As far as the hunting with a knife goes,that's predominately how boar hunting is done in Hawaii.The dogs do have a big role as certain dogs have different jobs.Some dogs are the grabbers,others chase and corner the pig.Usually one guy grabs the hind legs as the grabbers hold/control the boars head.Then someone stabs it in the heart.Here's a video.Warning:graphic and foul language.
http://www.youtube.com/watch?v=iGJiJh0SzCY


----------



## saltandsand

Samurai said:


> As far as the hunting with a knife goes,that's predominately how boar hunting is done in Hawaii.The dogs do have a big role as certain dogs have different jobs.Some dogs are the grabbers,others chase and corner the pig.Usually one guy grabs the hind legs as the grabbers hold/control the boars head.Then someone stabs it in the heart.Here's a video.Warning:graphic and foul language.
> http://www.youtube.com/watch?v=iGJiJh0SzCY


Nice clip!! U-Tube is great.
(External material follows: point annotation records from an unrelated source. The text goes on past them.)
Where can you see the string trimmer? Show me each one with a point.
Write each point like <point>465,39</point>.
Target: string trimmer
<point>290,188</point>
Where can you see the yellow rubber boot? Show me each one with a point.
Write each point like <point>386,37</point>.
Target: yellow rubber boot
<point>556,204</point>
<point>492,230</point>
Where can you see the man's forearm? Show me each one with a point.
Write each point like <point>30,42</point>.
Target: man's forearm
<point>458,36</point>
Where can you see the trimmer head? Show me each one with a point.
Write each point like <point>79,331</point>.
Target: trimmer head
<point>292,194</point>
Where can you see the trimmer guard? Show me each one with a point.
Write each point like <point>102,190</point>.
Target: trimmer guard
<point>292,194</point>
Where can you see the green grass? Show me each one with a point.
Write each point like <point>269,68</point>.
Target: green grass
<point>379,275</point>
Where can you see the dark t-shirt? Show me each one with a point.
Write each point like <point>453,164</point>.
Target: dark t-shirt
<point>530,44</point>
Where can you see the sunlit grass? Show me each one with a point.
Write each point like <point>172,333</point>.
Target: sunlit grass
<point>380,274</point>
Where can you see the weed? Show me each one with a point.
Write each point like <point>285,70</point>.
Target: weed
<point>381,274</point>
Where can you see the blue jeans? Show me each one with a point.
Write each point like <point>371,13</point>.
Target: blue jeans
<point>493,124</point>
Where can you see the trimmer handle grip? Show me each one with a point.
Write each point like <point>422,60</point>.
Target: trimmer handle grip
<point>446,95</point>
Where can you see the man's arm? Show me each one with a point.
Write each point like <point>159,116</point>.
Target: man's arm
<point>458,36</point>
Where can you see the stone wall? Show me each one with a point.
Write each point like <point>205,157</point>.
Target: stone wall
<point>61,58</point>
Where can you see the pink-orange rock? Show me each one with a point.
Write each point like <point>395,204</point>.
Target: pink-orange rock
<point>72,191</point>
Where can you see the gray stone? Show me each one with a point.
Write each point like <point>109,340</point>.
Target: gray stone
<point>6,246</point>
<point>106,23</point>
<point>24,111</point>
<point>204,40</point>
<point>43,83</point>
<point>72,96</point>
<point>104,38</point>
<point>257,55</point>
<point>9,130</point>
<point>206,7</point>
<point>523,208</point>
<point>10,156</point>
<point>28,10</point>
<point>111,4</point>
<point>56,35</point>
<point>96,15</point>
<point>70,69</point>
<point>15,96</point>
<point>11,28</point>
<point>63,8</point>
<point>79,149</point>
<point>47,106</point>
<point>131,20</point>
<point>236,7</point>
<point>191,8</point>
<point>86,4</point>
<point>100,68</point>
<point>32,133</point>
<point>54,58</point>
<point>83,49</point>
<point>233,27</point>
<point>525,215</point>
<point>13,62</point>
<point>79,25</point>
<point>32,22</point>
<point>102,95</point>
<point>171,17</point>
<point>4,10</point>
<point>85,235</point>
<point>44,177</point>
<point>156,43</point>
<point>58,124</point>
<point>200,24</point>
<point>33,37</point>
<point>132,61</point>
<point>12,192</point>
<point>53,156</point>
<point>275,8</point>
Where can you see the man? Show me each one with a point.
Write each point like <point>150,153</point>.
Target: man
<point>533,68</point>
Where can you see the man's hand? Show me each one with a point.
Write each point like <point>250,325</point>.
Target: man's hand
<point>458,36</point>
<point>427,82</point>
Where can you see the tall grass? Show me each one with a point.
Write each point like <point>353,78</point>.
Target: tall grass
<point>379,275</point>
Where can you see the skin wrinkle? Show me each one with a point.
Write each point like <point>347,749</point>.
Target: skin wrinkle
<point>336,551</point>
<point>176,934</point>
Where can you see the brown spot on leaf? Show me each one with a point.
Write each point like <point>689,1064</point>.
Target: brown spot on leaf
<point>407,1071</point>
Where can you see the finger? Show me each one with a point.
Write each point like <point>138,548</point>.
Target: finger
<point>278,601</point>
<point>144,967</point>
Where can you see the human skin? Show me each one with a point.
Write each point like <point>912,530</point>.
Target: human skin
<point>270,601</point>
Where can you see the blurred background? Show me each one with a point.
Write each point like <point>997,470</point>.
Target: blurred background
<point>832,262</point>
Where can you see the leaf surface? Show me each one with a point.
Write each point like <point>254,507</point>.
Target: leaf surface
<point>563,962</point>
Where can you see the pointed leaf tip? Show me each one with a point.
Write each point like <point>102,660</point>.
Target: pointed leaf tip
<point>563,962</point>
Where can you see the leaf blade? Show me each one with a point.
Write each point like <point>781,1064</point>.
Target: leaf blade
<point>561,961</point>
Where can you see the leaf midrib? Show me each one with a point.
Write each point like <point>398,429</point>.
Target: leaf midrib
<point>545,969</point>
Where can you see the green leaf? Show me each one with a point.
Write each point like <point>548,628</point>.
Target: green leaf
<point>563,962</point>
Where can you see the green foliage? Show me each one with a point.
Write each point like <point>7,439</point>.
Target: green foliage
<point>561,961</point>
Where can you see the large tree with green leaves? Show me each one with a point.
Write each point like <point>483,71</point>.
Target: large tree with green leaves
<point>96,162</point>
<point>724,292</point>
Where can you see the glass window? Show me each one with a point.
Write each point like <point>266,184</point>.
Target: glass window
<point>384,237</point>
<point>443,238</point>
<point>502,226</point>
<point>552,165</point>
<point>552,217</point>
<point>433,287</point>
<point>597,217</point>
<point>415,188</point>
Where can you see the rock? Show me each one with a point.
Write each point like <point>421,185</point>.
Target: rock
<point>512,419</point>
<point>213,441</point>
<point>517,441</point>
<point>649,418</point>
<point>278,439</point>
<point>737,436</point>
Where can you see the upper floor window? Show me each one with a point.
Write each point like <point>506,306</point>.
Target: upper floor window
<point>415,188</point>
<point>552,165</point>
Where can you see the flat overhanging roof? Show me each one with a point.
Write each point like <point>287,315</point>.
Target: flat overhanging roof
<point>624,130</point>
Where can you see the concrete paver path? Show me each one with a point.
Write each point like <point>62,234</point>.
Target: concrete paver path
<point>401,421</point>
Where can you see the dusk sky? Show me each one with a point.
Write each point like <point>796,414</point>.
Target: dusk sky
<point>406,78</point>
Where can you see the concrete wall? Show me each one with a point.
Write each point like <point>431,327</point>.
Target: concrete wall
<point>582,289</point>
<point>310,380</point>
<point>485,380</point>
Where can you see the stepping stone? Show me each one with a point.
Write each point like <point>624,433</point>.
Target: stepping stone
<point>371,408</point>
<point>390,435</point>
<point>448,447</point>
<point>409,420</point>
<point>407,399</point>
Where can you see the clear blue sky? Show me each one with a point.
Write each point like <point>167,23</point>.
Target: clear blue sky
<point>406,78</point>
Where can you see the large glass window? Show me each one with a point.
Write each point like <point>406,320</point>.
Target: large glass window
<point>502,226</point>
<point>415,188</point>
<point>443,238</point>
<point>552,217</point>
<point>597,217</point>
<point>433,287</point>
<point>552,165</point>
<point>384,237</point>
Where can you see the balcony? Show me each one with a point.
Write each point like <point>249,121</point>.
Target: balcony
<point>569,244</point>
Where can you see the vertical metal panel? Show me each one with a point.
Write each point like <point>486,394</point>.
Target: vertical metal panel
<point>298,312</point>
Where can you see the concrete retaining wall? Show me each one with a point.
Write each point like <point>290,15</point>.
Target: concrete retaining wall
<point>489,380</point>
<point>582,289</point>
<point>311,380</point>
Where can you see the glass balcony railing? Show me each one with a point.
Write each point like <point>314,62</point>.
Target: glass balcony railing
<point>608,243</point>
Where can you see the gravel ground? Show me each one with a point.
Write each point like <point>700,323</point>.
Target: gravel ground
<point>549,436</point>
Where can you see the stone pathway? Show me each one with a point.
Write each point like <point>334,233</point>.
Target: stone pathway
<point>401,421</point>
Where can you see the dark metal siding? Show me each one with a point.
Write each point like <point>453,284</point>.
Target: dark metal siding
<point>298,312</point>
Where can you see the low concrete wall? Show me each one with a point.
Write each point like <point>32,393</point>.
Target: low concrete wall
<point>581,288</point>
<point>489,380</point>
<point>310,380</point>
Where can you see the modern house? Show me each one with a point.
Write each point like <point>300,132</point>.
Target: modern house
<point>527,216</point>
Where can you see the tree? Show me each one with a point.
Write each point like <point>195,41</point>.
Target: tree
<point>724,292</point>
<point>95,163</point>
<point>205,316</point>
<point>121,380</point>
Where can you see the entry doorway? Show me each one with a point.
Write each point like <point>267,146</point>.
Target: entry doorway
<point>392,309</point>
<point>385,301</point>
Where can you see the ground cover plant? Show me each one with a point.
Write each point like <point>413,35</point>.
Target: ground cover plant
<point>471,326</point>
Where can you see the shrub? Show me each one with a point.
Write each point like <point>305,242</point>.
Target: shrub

Tred Barta is ain't about gettin his fancy shirt messed up...


----------



## Darbyman

Cool video, just wondering what all that drama does to the meat. If a deer was under that much stress the meat would be terrible. Does the same hold true for hogs?

That's gotta be a rush!


----------



## Samurai

I haven't eaten wild boar/sow from anyplace else but Hawaii so I have nothing to compare it to.The meat is very good to eat.
I can't picture Tred Barta putting that boar on his back and packing it out of the mountains with the blood dripping all over his back end.


----------



## Billy J

he would


----------